The feature, known as the Choice Screen, asks users which search engine they want as their default during the initial set-up of a new device. COMCO says Google recently removed it in Switzerland while leaving it running in the European Economic Area.
The practical consequence is that Swiss buyers now get Google Search as their default without being asked.
“This new practice by Google could affect the ability of search engine providers and, more broadly, other digital service providers to compete,” the authority said in a statement.
It added that the change “creates an unequal treatment between Swiss users and those in the European Economic Area”.
Google confirmed it was aware of the case. “We look forward to cooperating fully with the authority to address their questions,” a spokesperson said.
The company has not published a rationale for withdrawing the screen in Switzerland.
The instrument being used here is worth being precise about. A preliminary investigation, the Vorabklärung, is the lightest tool the Swiss competition secretariat has.
It carries no charge, no deadline, and no presumption of wrongdoing. Its only job is to establish whether there are indications of an unlawful restriction of competition under the Cartel Act.
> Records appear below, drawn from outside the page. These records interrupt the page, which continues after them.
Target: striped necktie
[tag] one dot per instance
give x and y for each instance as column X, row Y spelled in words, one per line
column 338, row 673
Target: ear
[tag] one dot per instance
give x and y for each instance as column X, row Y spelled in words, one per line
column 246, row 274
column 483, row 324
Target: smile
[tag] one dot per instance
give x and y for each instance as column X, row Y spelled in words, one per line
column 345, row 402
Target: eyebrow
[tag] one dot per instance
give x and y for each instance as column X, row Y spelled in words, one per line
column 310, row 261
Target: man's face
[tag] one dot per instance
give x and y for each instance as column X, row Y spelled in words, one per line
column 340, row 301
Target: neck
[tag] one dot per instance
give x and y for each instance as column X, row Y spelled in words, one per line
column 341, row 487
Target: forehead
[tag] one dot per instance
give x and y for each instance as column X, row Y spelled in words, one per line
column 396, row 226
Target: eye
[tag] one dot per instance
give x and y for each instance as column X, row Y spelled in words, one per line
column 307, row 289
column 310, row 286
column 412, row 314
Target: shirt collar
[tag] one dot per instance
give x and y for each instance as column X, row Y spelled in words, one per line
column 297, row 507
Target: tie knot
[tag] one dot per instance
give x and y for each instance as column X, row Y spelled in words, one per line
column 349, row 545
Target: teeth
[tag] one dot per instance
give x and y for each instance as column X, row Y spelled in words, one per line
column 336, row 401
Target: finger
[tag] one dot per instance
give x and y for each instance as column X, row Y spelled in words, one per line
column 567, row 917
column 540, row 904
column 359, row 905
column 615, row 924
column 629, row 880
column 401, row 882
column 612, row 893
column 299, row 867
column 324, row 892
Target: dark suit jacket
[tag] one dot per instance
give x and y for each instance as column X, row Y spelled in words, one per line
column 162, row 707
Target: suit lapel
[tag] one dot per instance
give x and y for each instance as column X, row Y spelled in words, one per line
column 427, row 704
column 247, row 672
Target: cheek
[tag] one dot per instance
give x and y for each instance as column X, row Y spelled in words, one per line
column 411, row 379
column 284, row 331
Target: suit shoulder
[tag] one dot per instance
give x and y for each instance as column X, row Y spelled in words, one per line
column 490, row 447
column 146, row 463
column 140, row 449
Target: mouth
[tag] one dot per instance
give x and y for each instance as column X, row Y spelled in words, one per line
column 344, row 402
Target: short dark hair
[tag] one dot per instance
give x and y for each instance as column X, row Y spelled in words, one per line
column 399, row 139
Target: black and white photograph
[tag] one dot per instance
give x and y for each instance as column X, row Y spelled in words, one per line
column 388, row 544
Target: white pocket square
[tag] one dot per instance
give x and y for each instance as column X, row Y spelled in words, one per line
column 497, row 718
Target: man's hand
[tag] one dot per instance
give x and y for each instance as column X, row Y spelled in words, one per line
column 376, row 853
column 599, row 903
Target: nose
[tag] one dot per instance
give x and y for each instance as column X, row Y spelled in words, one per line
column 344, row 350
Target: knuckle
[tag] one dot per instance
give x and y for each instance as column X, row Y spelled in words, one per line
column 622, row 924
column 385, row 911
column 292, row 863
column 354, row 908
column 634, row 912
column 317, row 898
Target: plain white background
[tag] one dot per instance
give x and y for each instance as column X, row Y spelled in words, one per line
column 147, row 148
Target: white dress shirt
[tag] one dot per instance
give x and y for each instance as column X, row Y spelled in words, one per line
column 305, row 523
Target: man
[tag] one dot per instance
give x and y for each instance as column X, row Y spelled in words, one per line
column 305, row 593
If there are, a full investigation can follow, and that is the stage at which remedies and fines become possible.
What makes the case interesting is the reasoning behind it. Default settings, COMCO argues, play a decisive role in digital markets, and the choice screen exists precisely to soften the foreclosure effect that defaults produce.
Remove it, and rival engines lose visibility at the single moment a user is most likely to reconsider. That, in the regulator’s framing, raises the barrier to entry.
In its statement the commission put it less gently. Removing the feature, it said, “could limit the visibility of search engines competing with Google during device set-up, thereby raising barriers to market entry”.
The choice screen, on that reading, was never a courtesy extended to users. It was a corrective applied to a market.
The size of the prize is not in dispute. Google holds roughly 82% of Swiss search, according to web analytics firm Statcounter, a share that leaves the choice screen looking less like a meaningful marketplace and more like a formality.
Rivals do move when the conditions shift, though. DuckDuckGo installs jumped 18% after Google reshaped its results page around AI summaries, which suggests the appetite for an alternative is there when users are given a reason to look for one.
The choice screen is a European artefact, and that is the heart of the matter. It exists because Brussels made it exist, first through the Android abuse case whose €4.1bn fine Google exhausted its appeals against, and more recently through the obligations gatekeepers carry under the Digital Markets Act.
Switzerland sits outside both regimes. It is not in the EEA, the DMA does not reach it, and its regulator is left proving abuse of dominance the hard way.
The gap is not small. In the EU, the Commission is preparing to force Google to open Android to rival AI assistants, and has already set out what search data Google must share with competing engines.
Switzerland has none of that machinery. What it has is a cartel law, a dominant firm, and a feature that was there in June and is not there now.
COMCO also noted that whatever it finds could bear on how default settings are assessed on other mobile devices, a sentence that lands somewhere in the vicinity of Cupertino. No timetable for the preliminary investigation has been set.
Google is not accused of anything yet, and a preliminary investigation can close with nothing. It has, though, been asked a question it has so far declined to answer. Why Switzerland, and why now.